Calcium
Guidelines
Unit of measurement
mg/l
World Health Organisation Standards (1993)
No guideline
Standards for private water supplies in England (2016)
Not mentioned
Standards for private water supplies in Scotland (2006)
Not mentioned
Standards for private water supplies in Wales (2017)
Not mentioned
European Union Drinking Water Directive (1998)
No guideline

Calcium

A naturally occurring mineral in water due to its abundance in the Earth's crust, calcium can dissolve into water from rocks such as marble, limestone, calcite, gypsum and dolomite but is also a constituent of coral.

Calcium is the most abundant mineral in the human body and is a dietary requirement for the majority of organisms.
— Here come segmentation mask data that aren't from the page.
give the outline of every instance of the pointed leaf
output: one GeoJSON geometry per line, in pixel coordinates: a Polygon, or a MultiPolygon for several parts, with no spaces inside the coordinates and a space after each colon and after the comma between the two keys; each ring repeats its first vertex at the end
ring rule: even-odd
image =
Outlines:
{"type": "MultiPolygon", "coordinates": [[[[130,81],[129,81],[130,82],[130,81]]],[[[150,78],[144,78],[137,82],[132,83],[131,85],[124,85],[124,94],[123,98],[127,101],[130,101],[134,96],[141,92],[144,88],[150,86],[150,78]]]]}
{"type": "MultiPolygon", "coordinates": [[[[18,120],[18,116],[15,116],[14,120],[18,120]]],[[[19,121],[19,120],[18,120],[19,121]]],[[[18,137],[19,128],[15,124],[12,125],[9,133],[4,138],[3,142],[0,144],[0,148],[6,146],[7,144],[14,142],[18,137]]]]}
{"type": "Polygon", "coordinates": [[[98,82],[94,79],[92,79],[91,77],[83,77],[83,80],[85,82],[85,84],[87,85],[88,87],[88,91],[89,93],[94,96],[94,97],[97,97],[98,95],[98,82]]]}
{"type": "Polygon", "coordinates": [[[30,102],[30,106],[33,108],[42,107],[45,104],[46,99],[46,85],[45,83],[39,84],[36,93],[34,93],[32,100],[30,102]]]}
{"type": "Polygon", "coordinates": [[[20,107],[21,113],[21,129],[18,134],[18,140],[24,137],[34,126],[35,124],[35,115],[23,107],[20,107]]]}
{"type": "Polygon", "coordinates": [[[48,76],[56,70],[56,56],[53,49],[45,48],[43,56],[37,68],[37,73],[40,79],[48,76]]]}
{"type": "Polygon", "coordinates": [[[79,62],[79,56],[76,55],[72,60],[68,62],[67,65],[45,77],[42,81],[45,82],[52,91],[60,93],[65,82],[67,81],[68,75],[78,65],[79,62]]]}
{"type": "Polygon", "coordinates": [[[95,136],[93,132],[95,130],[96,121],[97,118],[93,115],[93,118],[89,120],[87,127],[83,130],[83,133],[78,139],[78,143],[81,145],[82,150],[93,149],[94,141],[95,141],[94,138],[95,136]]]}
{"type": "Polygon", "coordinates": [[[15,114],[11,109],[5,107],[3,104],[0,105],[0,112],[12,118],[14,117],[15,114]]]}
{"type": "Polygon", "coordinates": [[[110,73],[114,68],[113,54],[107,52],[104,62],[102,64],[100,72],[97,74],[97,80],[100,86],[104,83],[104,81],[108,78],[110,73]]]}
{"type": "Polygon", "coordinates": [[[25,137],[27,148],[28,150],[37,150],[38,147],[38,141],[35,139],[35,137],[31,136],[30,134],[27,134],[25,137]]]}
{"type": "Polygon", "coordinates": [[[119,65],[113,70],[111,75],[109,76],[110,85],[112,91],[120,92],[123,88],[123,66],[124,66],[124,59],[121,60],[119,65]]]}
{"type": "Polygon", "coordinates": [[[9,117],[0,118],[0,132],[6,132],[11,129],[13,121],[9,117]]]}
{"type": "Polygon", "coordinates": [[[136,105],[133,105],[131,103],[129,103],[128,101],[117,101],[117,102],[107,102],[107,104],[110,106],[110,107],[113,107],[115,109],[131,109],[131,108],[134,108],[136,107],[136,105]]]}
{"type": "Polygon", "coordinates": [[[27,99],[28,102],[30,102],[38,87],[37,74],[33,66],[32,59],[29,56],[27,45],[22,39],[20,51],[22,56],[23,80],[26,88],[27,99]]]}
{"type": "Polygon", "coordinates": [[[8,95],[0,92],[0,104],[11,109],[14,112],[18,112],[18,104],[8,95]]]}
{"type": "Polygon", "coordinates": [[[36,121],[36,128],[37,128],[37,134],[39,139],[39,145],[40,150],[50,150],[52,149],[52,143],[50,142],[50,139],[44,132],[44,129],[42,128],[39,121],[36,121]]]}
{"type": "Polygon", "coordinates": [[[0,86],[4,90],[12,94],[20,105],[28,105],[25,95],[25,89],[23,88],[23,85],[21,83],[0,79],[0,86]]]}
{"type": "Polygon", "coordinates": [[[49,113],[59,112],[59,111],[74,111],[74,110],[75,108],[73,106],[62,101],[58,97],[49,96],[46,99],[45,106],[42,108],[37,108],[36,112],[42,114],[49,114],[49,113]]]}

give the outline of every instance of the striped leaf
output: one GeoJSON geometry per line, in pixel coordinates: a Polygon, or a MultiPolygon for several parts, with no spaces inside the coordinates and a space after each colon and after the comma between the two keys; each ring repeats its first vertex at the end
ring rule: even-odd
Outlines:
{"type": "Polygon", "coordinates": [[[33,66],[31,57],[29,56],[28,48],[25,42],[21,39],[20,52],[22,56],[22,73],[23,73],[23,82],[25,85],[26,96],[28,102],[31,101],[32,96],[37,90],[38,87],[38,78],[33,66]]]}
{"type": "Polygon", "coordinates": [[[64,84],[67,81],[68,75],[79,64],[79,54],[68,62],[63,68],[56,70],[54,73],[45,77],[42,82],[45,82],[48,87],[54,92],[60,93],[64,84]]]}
In the form of calcium phosphate and along with vitamin D, it contributes to bone and tooth growth.  What's more, calcium is present in the muscle tissue and the blood and is also required for cell membrane development and cell division. In total, calcium is present in the body in the quantity of approximately 1.2kg.
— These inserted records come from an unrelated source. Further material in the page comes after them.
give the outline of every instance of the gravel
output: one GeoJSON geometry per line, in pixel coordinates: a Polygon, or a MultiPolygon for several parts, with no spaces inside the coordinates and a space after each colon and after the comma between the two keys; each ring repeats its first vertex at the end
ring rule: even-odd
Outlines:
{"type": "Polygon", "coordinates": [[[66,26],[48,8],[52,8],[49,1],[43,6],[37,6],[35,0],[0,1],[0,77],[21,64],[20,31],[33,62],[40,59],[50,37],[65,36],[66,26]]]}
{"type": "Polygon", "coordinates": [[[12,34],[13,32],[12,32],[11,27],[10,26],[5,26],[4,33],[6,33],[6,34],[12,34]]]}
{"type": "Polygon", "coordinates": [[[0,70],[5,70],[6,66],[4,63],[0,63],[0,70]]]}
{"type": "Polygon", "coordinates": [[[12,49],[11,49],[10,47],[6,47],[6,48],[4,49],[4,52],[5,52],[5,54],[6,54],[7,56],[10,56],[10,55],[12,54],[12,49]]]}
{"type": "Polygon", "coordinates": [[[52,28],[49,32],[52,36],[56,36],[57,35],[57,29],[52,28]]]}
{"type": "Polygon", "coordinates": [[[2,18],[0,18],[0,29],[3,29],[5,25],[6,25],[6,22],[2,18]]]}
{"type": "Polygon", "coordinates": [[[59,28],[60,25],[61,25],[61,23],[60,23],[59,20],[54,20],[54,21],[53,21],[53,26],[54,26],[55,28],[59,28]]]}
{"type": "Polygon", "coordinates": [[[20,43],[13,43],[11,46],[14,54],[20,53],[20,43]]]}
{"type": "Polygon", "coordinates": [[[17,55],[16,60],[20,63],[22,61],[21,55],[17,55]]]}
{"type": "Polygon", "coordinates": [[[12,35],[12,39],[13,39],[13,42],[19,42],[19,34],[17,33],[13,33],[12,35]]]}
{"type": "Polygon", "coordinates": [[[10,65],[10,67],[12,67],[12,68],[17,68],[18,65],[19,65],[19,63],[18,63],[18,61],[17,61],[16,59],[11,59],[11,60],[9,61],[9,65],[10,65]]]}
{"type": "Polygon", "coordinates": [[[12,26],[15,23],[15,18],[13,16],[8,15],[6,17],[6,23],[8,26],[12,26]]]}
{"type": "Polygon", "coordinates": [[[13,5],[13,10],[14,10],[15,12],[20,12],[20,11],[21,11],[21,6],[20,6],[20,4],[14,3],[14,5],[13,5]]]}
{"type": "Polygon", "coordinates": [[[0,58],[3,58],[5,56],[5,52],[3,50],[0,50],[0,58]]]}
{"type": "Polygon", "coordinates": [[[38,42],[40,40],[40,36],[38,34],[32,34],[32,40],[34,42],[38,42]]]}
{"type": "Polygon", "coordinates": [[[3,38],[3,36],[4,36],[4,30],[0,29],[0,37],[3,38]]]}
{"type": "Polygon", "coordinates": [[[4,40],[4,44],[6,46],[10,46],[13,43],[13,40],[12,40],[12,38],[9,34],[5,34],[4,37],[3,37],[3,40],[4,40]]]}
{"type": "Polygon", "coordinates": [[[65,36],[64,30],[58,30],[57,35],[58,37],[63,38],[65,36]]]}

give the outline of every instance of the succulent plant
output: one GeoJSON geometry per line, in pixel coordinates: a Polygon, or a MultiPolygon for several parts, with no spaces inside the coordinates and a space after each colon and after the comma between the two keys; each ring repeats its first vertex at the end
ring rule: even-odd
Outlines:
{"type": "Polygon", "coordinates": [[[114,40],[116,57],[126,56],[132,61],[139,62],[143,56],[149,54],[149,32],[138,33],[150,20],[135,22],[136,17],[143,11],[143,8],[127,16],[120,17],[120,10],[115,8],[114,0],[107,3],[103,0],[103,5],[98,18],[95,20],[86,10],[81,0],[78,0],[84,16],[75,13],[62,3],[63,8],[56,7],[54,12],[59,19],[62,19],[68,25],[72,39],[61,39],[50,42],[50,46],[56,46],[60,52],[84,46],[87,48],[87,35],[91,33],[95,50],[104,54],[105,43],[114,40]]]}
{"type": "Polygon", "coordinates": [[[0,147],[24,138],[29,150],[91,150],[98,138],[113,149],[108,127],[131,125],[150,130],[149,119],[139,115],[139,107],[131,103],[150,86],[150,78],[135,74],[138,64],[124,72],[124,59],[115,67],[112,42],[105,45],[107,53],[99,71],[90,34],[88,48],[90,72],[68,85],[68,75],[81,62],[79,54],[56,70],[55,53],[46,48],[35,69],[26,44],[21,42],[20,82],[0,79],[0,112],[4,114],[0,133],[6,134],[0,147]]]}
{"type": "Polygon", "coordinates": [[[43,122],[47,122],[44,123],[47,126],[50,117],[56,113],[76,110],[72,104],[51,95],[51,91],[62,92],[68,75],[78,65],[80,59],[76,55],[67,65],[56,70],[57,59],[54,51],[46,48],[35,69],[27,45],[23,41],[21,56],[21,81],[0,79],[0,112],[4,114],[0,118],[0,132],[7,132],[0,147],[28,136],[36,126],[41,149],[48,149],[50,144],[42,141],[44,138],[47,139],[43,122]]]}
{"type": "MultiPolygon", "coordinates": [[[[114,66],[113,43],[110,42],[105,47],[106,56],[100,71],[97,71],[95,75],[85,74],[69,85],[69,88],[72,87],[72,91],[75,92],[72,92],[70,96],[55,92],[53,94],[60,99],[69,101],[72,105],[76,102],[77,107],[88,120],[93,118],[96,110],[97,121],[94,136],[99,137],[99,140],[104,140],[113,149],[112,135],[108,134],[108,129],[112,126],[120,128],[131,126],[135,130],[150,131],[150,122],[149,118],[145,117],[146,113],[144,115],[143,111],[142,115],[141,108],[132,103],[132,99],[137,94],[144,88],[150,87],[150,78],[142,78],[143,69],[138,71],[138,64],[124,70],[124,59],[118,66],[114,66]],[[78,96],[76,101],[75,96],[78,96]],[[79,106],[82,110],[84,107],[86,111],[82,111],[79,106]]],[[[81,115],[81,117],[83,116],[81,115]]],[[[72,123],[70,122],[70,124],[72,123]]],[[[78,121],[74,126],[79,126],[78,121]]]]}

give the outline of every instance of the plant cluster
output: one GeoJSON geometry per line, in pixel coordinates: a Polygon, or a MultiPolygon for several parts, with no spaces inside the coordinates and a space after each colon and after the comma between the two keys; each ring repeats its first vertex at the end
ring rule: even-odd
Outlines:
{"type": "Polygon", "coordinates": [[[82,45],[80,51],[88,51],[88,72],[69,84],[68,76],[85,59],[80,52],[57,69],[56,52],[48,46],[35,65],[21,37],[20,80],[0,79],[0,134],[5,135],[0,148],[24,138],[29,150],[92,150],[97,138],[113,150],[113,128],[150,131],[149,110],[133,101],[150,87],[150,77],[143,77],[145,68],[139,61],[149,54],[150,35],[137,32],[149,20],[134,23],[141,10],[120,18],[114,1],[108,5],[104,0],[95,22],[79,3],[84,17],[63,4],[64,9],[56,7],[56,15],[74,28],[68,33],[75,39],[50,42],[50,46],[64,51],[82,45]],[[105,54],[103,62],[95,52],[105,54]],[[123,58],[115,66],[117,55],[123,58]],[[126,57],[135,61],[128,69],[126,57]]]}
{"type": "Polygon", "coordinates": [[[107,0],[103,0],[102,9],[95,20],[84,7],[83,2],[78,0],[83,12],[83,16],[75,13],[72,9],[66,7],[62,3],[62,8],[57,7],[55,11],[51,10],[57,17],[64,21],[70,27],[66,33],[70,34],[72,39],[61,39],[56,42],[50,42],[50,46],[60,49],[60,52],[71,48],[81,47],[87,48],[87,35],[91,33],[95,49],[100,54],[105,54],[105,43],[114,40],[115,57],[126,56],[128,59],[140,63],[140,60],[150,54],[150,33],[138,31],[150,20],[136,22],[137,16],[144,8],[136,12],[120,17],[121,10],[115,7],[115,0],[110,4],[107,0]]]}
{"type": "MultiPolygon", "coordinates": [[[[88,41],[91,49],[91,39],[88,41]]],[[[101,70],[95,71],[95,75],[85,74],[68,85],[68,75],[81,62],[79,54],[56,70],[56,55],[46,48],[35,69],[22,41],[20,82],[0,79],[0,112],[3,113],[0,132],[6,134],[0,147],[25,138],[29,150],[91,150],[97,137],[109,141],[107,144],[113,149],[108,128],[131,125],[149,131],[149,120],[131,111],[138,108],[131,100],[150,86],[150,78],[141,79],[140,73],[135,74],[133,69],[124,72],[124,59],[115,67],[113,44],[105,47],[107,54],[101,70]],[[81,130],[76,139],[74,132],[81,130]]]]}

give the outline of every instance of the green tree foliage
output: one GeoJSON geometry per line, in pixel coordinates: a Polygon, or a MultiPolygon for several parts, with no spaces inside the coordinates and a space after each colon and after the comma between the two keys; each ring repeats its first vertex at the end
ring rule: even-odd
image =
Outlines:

Adults aged 19 - 64 years of age require 700mg of calcium a day, most of which should be easily obtained from normal daily diet. High doses of calcium (more than 1,500mg a day) can lead to stomach discomfort and diarrhoea.
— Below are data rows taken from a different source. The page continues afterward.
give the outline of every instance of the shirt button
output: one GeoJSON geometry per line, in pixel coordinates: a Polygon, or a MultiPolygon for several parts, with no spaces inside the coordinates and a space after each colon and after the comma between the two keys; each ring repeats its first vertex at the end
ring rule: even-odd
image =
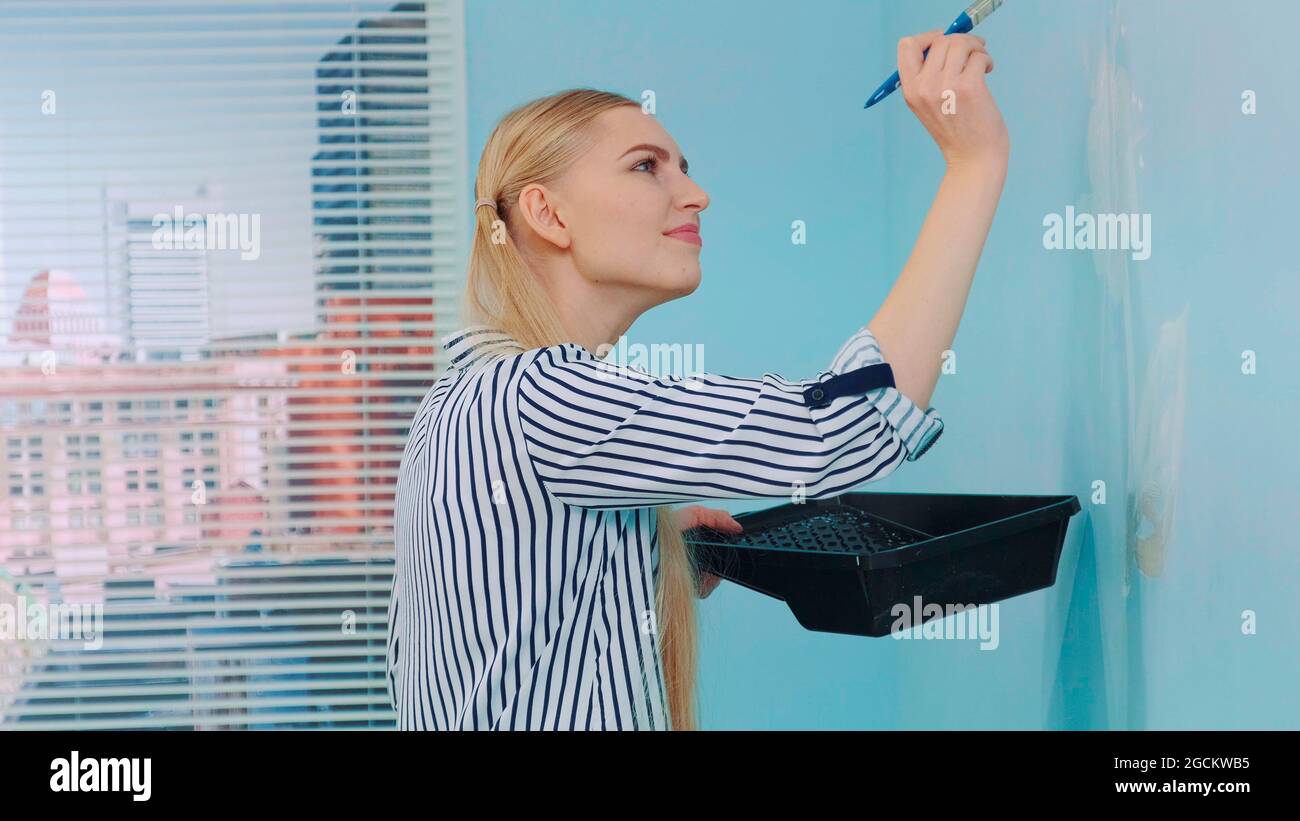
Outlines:
{"type": "Polygon", "coordinates": [[[822,397],[825,395],[826,395],[826,391],[822,390],[821,388],[813,388],[812,398],[814,402],[820,402],[822,400],[822,397]]]}

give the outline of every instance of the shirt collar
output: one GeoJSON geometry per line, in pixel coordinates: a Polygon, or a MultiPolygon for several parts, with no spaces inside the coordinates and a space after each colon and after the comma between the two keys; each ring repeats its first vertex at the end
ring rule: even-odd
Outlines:
{"type": "Polygon", "coordinates": [[[485,357],[523,353],[524,346],[504,331],[490,325],[474,323],[454,331],[442,340],[449,364],[468,368],[485,357]]]}

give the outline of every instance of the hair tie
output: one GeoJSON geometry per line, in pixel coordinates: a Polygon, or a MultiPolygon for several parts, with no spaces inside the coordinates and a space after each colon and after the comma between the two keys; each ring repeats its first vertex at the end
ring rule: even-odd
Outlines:
{"type": "Polygon", "coordinates": [[[480,205],[490,205],[492,206],[493,211],[497,210],[496,200],[492,199],[491,197],[479,197],[474,202],[474,210],[477,211],[480,205]]]}

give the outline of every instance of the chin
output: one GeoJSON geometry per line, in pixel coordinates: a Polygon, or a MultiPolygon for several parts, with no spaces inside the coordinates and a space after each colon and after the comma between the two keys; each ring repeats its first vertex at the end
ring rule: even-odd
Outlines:
{"type": "Polygon", "coordinates": [[[674,278],[673,285],[674,296],[683,297],[695,293],[695,289],[700,287],[700,269],[693,268],[689,271],[682,271],[674,278]]]}

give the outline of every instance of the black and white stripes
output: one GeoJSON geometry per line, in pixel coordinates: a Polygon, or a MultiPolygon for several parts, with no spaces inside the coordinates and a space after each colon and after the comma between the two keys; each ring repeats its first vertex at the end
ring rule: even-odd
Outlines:
{"type": "Polygon", "coordinates": [[[412,421],[396,498],[388,668],[402,729],[667,729],[653,505],[843,493],[943,423],[893,387],[805,401],[880,363],[860,329],[792,382],[620,369],[484,326],[412,421]]]}

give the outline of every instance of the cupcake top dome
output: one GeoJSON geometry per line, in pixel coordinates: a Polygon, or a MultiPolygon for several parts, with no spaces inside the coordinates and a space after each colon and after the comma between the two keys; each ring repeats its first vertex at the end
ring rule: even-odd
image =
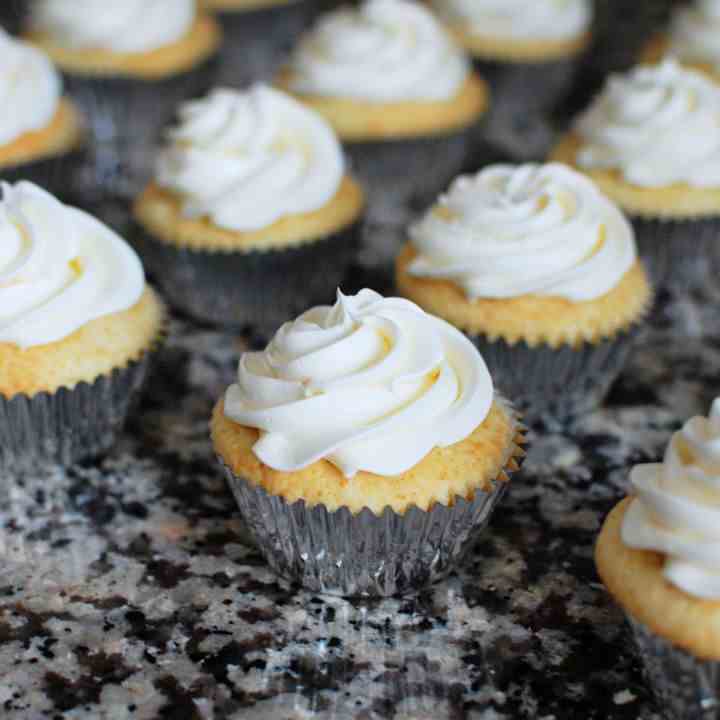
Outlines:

Along with magnesium, calcium is the most common mineral that contributes to water hardness due to its presence as Ca2+ ions. Hard water, whilst not hazardous to health and in fact, generally accepted as a small contributor to human dietary requirements, can cause a multitude of problems with cleaning and appliances. The removal of calcium and magnesium ions is carried out by water softeners. Water softeners generally use an ion exchange system where sodium ions are swapped for calcium and magnesium ions. Therefore, whilst water softeners are ideal for combating scale build-up and for preserving the life of the likes of dishwashers and washing machines, the water generated from them should not be consumed due to the slightly elevated salt levels.